Approximately 30 million individuals have experienced a diagnosable eating disorder at some point in their life. People with an eating disorder are more likely to have comorbid physical and psychological conditions, higher annual health care costs, and experience reduced quality of life. Moreover, eating disorders are among the deadliest of psychological conditions, with anorexia nervosa in particular having an especially high mortality rate. While the burden is significant, there has long been a lack of access to eating disorder prevention, identification, and intervention services.

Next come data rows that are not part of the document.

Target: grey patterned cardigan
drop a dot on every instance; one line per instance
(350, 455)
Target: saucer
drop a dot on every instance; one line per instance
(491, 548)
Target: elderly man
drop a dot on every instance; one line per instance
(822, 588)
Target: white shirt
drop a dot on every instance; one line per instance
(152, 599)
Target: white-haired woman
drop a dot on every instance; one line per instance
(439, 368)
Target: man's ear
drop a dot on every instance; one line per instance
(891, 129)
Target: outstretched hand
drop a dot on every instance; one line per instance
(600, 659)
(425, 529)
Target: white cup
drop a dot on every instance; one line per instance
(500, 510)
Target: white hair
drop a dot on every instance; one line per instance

Parity of behavioral health care with general health care has been a long-time battle, culminating in the Paul Wellstone and Pete Domenici Mental Health Parity and Addiction Equity Act (MHPAEA) of 2008 and the Affordable Care Act’s (ACA’s) essential health benefits mandate. However, eating disorders have often been excluded from parity enforcement through loopholes or ambiguity in rules. These exclusions are in many cases implicit, manifesting through benefit design. For example, plans might omit or limit coverage for eating disorder-specific specialties (for example, dietetics) or employ cost-restricting tactics that prevent evidence-based, and often costly, eating disorder treatment (for example, more generous access to outpatient treatment compared to residential, strict medical-necessity requirements), even if the benefit plan technically meets regulatory requirements. In December 2016, the 21st Century Cures Act was signed into federal law and contained key parity provisions from the Anna Westin Act of 2015 (H.R. 2515/S. 1865), whose namesake died in 2000 as result of anorexia.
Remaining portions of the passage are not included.